I Saw the TV Glow
There’s a lot to like about the world-building of I Saw the TV Glow.
Writer/director Jane Schoenbrun (We're All Going to the World's Fair) is clearly someone who watched a lot of Are You Afraid of the Dark? growing up, then graduated to Buffy the Vampire Slayer and Twin Peaks: The Return, all the while listening to a lot of Smashing Pumpkins.
They combine these interests and who the hell knows how many more influences into an alluring mid/late ’90s suburban setting where awkward, isolated youths Owen (Justice Smith, Dungeons & Dragons: Honor Among Thieves) and Maddy (Brigette Lundy-Paine, Bill & Ted Face the Music) bond over a shared affinity for the Saturday night teen horror series, The Pink Opaque.
The painstaking attention to detail necessary to recreate a ’90s TV show proves well worth the effort, and teenage existential crime fighters Isabel (Helena Howard, Madeline’s Madeline) and Tara (Lindsey Jordan aka Snail Mail, making her big-screen debut) never outstay their welcome.

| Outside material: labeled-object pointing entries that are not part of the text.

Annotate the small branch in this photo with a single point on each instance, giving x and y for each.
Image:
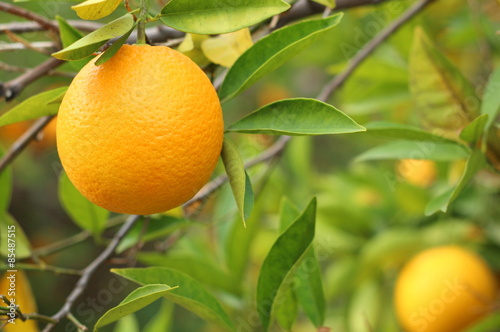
(370, 47)
(6, 67)
(45, 23)
(15, 38)
(23, 141)
(12, 88)
(39, 46)
(87, 273)
(49, 268)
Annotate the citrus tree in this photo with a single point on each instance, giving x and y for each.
(249, 165)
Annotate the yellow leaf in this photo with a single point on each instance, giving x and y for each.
(95, 9)
(225, 49)
(191, 47)
(21, 295)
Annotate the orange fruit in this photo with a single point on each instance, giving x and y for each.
(444, 289)
(421, 173)
(141, 133)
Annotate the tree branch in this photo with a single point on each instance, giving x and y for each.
(12, 88)
(87, 273)
(358, 59)
(23, 141)
(43, 22)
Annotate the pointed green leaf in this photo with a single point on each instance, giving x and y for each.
(113, 48)
(442, 95)
(95, 9)
(270, 52)
(238, 179)
(5, 187)
(69, 35)
(84, 213)
(127, 324)
(156, 227)
(491, 99)
(215, 16)
(308, 285)
(299, 116)
(199, 268)
(284, 256)
(91, 42)
(365, 307)
(309, 290)
(288, 214)
(403, 131)
(162, 321)
(441, 202)
(34, 107)
(23, 247)
(191, 294)
(475, 130)
(287, 311)
(415, 150)
(135, 301)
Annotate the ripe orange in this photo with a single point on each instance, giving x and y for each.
(444, 289)
(421, 173)
(140, 134)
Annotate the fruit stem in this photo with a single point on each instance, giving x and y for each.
(141, 23)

The same goes for the handful of freaky, tactile images that Schoenbrun and their team craft for the show, resulting in some truly creepy and jarring moments.
The storytelling outside the TV screen, however, is much more of a slog. Molasses fast in its execution, the narrative is further hampered by cotton-mouthed, monotonous line delivery and excessive shots of Smith staring in slack-jawed wonder/horror at pretty much everything. Howard’s presence is appropriate as the writing occasionally reaches Madeline’s Madeline levels of bullshit, and there’s so much exposition that, at certain points, you’d rather just read on-screen text.
While Schoenbrun nails the sense of community that can build around a pop culture obsession — and that particular corner reserved for cult TV series devotion — there’s a sense that I Saw the TV Glow might not add up much. Is it a trans allegory? An ode to feeling uncomfortable in one’s own skin? Something else?
No clear messages emerge, yet as the film progresses and Michael C. Maronna and Danny Tamberelli from Nickelodeon’s The Adventures of Pete & Pete and recording artist Phoebe Bridgers make cameos, Schoenbrun seems more interested in creating a relatable, nostalgia-rich world than filling it with much in the way of substance.
Grade: C-plus. Rated PG-13. Now playing at the Fine Arts Theatre.